Le millionnaire décida de mettre ses enfants à l’épreuve en se déguisant en mendiant. Son fils lança la sécurité contre lui, et sa fille se moqua en pleine figure.
La vapeur d’un sauna de luxe enveloppait les corps échauffés, se mêlant au parfum coûteux du cognac et à l’odeur des balais de chêne. Ignat, un homme à la carrure solide, dont le visage portait déjà les premières rides mais dont les yeux brûlaient encore d’un feu dominateur, rentrait chez lui après la traditionnelle rencontre du samedi avec ses amis. La conversation du jour lui avait laissé un arrière-goût désagréable, lourd et poisseux.

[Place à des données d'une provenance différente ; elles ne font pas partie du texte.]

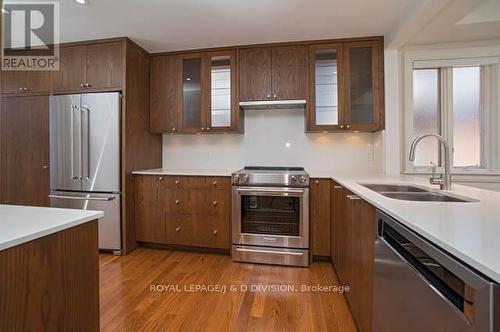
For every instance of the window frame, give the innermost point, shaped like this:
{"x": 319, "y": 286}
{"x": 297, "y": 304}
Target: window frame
{"x": 446, "y": 59}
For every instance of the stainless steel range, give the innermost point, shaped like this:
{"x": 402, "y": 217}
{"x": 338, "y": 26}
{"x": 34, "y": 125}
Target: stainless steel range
{"x": 270, "y": 215}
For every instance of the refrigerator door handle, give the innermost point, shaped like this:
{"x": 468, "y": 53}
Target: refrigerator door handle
{"x": 75, "y": 175}
{"x": 105, "y": 199}
{"x": 85, "y": 113}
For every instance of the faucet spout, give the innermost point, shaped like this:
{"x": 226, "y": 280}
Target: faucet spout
{"x": 445, "y": 181}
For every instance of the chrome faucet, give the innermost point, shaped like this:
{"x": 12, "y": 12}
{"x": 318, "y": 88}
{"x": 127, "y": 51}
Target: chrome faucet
{"x": 444, "y": 180}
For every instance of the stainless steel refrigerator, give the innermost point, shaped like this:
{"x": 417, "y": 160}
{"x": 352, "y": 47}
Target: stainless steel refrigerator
{"x": 85, "y": 159}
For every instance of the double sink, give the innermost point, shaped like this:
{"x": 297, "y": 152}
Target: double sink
{"x": 413, "y": 193}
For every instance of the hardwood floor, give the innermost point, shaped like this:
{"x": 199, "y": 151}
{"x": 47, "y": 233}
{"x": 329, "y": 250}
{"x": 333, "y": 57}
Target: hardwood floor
{"x": 128, "y": 304}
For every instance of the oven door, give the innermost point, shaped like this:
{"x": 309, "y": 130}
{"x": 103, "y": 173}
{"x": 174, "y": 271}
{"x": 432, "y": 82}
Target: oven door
{"x": 271, "y": 216}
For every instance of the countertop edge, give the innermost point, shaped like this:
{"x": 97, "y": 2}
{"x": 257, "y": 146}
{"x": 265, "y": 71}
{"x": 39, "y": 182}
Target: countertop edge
{"x": 492, "y": 274}
{"x": 27, "y": 238}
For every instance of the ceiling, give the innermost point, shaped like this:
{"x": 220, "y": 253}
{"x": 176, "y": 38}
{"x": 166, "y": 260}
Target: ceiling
{"x": 462, "y": 20}
{"x": 169, "y": 25}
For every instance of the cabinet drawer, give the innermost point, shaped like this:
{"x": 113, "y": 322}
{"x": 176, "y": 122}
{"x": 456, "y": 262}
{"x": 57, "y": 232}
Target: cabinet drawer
{"x": 197, "y": 182}
{"x": 209, "y": 231}
{"x": 195, "y": 201}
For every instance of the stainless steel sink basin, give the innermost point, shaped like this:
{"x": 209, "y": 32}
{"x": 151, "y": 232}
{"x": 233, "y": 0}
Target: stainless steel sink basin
{"x": 394, "y": 188}
{"x": 413, "y": 193}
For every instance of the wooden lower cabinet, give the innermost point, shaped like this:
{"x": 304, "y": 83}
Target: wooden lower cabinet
{"x": 24, "y": 146}
{"x": 52, "y": 283}
{"x": 352, "y": 251}
{"x": 319, "y": 216}
{"x": 184, "y": 211}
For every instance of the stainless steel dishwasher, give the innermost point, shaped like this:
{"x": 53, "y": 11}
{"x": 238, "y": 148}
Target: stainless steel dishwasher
{"x": 420, "y": 287}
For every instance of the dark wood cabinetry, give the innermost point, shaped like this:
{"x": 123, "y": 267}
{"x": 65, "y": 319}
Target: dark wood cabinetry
{"x": 352, "y": 251}
{"x": 184, "y": 211}
{"x": 195, "y": 93}
{"x": 319, "y": 216}
{"x": 255, "y": 69}
{"x": 346, "y": 86}
{"x": 90, "y": 67}
{"x": 24, "y": 146}
{"x": 164, "y": 93}
{"x": 273, "y": 73}
{"x": 25, "y": 82}
{"x": 149, "y": 209}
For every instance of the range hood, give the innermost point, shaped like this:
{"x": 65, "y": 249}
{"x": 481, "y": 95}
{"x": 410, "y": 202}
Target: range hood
{"x": 273, "y": 104}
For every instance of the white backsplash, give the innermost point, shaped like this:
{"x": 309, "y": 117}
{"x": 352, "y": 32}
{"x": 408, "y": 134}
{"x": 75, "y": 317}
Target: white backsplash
{"x": 274, "y": 138}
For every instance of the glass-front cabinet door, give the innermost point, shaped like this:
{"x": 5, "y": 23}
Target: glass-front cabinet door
{"x": 363, "y": 87}
{"x": 192, "y": 102}
{"x": 325, "y": 63}
{"x": 222, "y": 108}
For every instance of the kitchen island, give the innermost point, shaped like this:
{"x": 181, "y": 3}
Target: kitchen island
{"x": 49, "y": 272}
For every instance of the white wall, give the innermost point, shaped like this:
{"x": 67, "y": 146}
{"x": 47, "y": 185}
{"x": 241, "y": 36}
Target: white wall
{"x": 275, "y": 138}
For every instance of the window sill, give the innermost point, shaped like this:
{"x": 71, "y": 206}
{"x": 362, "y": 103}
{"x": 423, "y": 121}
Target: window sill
{"x": 486, "y": 177}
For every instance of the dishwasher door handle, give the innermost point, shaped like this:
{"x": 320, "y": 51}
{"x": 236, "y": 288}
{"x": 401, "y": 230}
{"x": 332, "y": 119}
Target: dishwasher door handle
{"x": 78, "y": 198}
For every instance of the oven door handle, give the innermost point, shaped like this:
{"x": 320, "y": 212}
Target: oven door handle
{"x": 262, "y": 191}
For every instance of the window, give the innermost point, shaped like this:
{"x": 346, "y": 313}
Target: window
{"x": 456, "y": 98}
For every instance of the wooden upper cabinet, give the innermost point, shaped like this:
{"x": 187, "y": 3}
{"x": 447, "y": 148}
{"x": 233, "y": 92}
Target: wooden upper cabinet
{"x": 193, "y": 101}
{"x": 72, "y": 69}
{"x": 25, "y": 150}
{"x": 346, "y": 87}
{"x": 25, "y": 82}
{"x": 195, "y": 93}
{"x": 106, "y": 65}
{"x": 223, "y": 111}
{"x": 289, "y": 72}
{"x": 255, "y": 71}
{"x": 99, "y": 66}
{"x": 325, "y": 72}
{"x": 273, "y": 73}
{"x": 164, "y": 93}
{"x": 363, "y": 85}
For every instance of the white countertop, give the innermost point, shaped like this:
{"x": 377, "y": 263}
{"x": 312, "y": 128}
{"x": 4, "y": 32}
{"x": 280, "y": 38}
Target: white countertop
{"x": 469, "y": 231}
{"x": 21, "y": 224}
{"x": 163, "y": 171}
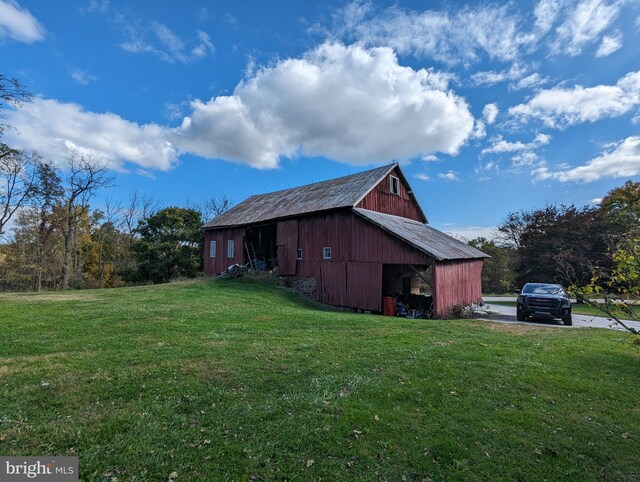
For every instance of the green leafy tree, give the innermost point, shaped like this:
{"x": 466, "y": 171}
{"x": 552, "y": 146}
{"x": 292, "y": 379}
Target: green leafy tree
{"x": 616, "y": 291}
{"x": 563, "y": 244}
{"x": 170, "y": 245}
{"x": 622, "y": 205}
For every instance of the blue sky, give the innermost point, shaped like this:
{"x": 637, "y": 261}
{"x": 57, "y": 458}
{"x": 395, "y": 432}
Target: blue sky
{"x": 490, "y": 107}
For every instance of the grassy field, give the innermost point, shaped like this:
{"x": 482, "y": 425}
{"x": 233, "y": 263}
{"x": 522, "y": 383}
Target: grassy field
{"x": 221, "y": 380}
{"x": 582, "y": 309}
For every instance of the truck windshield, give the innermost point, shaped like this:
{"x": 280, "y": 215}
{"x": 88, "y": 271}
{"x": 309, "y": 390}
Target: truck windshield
{"x": 542, "y": 289}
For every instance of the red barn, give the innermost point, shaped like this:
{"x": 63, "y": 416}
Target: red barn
{"x": 358, "y": 238}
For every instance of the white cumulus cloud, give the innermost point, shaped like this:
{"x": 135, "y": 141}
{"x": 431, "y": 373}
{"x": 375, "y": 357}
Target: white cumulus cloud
{"x": 18, "y": 24}
{"x": 583, "y": 25}
{"x": 55, "y": 129}
{"x": 449, "y": 36}
{"x": 561, "y": 107}
{"x": 609, "y": 45}
{"x": 348, "y": 103}
{"x": 449, "y": 176}
{"x": 490, "y": 112}
{"x": 622, "y": 160}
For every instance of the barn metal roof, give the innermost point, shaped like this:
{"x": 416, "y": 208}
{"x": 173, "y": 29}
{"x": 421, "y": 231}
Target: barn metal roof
{"x": 342, "y": 192}
{"x": 421, "y": 236}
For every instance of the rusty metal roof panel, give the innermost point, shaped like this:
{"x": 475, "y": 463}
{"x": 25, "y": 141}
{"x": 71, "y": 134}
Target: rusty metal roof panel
{"x": 436, "y": 244}
{"x": 342, "y": 192}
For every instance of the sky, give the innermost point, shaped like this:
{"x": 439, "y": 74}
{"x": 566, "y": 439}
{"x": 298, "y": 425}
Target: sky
{"x": 489, "y": 107}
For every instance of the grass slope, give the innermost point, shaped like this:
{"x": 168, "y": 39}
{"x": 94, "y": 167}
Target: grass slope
{"x": 221, "y": 380}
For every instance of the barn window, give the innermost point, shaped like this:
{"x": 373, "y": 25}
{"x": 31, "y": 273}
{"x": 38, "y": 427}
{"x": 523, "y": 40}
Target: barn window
{"x": 394, "y": 184}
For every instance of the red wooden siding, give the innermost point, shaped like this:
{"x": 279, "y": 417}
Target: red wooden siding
{"x": 221, "y": 261}
{"x": 353, "y": 275}
{"x": 380, "y": 199}
{"x": 356, "y": 244}
{"x": 455, "y": 283}
{"x": 332, "y": 284}
{"x": 287, "y": 239}
{"x": 364, "y": 286}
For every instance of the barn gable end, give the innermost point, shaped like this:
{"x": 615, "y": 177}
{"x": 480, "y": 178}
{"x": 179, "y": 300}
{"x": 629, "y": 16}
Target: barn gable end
{"x": 402, "y": 202}
{"x": 360, "y": 237}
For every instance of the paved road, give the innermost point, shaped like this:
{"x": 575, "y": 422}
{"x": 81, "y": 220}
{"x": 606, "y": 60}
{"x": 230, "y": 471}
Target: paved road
{"x": 507, "y": 314}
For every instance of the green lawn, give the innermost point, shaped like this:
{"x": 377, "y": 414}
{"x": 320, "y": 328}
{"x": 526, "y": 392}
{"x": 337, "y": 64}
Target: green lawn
{"x": 239, "y": 379}
{"x": 582, "y": 309}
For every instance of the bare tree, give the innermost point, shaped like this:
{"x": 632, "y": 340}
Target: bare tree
{"x": 12, "y": 93}
{"x": 216, "y": 206}
{"x": 85, "y": 175}
{"x": 18, "y": 178}
{"x": 140, "y": 206}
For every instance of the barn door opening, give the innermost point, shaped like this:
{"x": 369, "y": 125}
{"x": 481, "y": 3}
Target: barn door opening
{"x": 260, "y": 247}
{"x": 411, "y": 286}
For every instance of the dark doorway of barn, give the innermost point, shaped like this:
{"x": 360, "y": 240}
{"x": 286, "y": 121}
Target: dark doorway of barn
{"x": 260, "y": 248}
{"x": 411, "y": 287}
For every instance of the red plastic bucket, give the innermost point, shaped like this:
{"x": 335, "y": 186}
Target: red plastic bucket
{"x": 389, "y": 306}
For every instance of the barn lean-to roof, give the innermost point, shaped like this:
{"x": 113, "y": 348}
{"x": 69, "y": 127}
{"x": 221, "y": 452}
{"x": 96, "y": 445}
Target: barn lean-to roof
{"x": 423, "y": 237}
{"x": 338, "y": 193}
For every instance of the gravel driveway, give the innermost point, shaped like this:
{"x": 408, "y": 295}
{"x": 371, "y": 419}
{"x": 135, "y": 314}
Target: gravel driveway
{"x": 507, "y": 314}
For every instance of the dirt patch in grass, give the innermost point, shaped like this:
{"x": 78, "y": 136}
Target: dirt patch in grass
{"x": 34, "y": 297}
{"x": 516, "y": 328}
{"x": 12, "y": 365}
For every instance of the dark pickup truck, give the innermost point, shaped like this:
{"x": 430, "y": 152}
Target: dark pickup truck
{"x": 544, "y": 301}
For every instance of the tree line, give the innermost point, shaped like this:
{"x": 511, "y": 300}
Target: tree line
{"x": 59, "y": 240}
{"x": 570, "y": 245}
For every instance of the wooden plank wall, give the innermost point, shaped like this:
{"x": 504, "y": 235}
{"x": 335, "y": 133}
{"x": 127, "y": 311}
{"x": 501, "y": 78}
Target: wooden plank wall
{"x": 221, "y": 262}
{"x": 455, "y": 283}
{"x": 353, "y": 277}
{"x": 380, "y": 199}
{"x": 287, "y": 239}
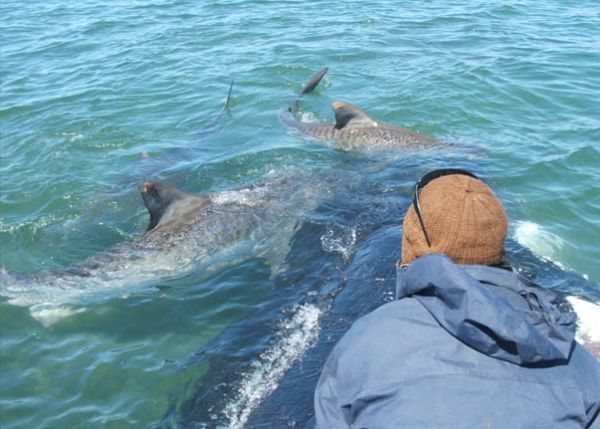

Ils étaient assis dans une salle de repos lambrissée, parlant affaires, politique et, bien sûr, des enfants. Le temps et l’argent, on le sait, changent tout — et surtout les gens.
— La génération d’aujourd’hui est perdue, soupira Vassili, un vieil ami d’Ignat et son ancien principal concurrent, avec qui il avait traversé le feu et l’eau. Ils ont grandi dans la chaleur et l’abondance, tout leur tombait dans les mains d’un claquement de doigts. Égoïstes jusqu’à la moelle. L’aide désintéressée, pour eux, c’est du vent. Les tiens, Ignat, ne font pas exception.
— Tu as tort, répliqua vivement Ignat, sentant l’irritation bouillir en lui. Les miens ne sont pas comme ça. Je les ai élevés autrement. Sonia et Igor sont des gens bons, serviables. J’ai confiance en eux à cent pour cent.
Il les défendait avec fureur, presque avec désespoir, mais les paroles de Vassili, lancées avec un sourire cynique, tombèrent comme une graine empoisonnée sur le terreau fertile du doute. La dispute s’éteignit, mais le ver avait déjà commencé à le ronger de l’intérieur.
Assis au volant de son imposant 4×4 devant les grilles de son propre manoir, Ignat ne se pressait pas d’entrer. Il contemplait les fenêtres illuminées et réfléchissait. Oui, il les avait élevés correctement, il ne les avait pas laissés se faire aveugler par le luxe, il leur avait appris à valoriser les relations humaines. Mais c’était il y a longtemps. Ils avaient grandi, ils avaient leur vie, leurs familles, leurs maisons. Les connaissait-il vraiment ? Ceux qu’ils étaient devenus aujourd’hui, sans son contrôle de père ? Pour la première fois depuis longtemps, il se sentit anxieux et mal à l’aise.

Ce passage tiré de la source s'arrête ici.